I have used almost all types of databases including NoSQL and SQL databases such as MongoDB, PostgreSQL , and PSQL , and I switched to InfluxDB because it was better than other databases for time series data because I needed live feeds from the network details I was gathering. The other databases I worked with weren't providing that very specific feature. Additionally, I was using Telegraf and Chronograf for visualization, and InfluxDB's direct integration with Chronograf made it very easy to use a database that already has built-in connectivity to the visualization tools.
How was the initial setup?
The user interface of InfluxDB was pretty easily integrated using a server from where I installed InfluxDB from a Docker image on the official Docker website. I allowed the port numbers of InfluxDB to be customized through my Python script where all the network details were being stored initially. Therefore, I integrated the port number of the Kafka producer to InfluxDB's port number so that all the Kafka details and topics could pass those data towards InfluxDB.
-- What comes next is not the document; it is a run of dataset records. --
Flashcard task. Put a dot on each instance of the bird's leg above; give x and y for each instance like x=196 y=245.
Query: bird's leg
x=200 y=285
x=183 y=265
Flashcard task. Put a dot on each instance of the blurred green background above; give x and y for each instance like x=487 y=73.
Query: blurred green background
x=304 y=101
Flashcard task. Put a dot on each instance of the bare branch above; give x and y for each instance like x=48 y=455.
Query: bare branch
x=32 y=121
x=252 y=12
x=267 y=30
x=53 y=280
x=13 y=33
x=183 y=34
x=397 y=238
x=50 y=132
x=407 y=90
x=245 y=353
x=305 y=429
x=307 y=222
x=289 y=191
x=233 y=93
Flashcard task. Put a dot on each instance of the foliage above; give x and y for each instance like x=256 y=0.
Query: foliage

Which other solutions did I evaluate?
I did evaluate other options before choosing InfluxDB, specifically PostgreSQL . However, since PostgreSQL doesn't offer direct connectivity with Chronograf, which I was using as my visualization tool, I opted for InfluxDB.
What other advice do I have?
I would rate InfluxDB around an eight on a scale of one to ten.
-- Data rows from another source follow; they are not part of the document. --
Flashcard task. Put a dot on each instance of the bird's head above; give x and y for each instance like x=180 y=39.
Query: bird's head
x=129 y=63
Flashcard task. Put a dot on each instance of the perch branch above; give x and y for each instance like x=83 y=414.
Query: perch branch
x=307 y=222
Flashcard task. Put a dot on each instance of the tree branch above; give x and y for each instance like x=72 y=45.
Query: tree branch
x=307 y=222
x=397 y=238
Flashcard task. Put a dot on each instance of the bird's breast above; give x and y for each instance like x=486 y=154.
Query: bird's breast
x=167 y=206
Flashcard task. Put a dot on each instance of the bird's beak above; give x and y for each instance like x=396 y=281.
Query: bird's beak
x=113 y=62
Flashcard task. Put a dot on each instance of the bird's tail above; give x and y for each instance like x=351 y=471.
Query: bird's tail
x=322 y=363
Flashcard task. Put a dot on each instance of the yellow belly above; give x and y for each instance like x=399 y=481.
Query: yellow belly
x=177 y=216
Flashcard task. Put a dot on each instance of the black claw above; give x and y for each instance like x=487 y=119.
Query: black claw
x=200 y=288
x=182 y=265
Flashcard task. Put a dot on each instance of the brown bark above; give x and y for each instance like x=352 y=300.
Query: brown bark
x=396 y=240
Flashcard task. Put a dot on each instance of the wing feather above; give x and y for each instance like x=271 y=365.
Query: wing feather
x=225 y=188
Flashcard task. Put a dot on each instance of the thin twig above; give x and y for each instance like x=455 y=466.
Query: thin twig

I chose eight for my rating because it solved a lot of problems. It is a service for high throughput systems and a live database. However, I cannot ignore the challenges I faced while configuring the database with my message brokers, whether Rabbit or Kafka, because the documentation is not properly provided. Additionally, as I mentioned, having a NoSQL version of InfluxDB would make it better for those without SQL skills.
From a financial perspective, I felt that InfluxDB was cheaper than other SQL databases I have used, including PostgreSQL and PSQL . InfluxDB has been quite economical for our needs.
My advice for others looking into using InfluxDB is to be efficient and know the purpose of using it. Just because it is cheap doesn't mean it is better than other databases. While it is certainly effective, PostgreSQL may be better for storage needs. If you lack NoSQL skills, you may not use InfluxDB properly. It is crucial to read through the entire documentation and search online for integrating InfluxDB with other optimization tools and resources. I provided an overall rating of eight for InfluxDB.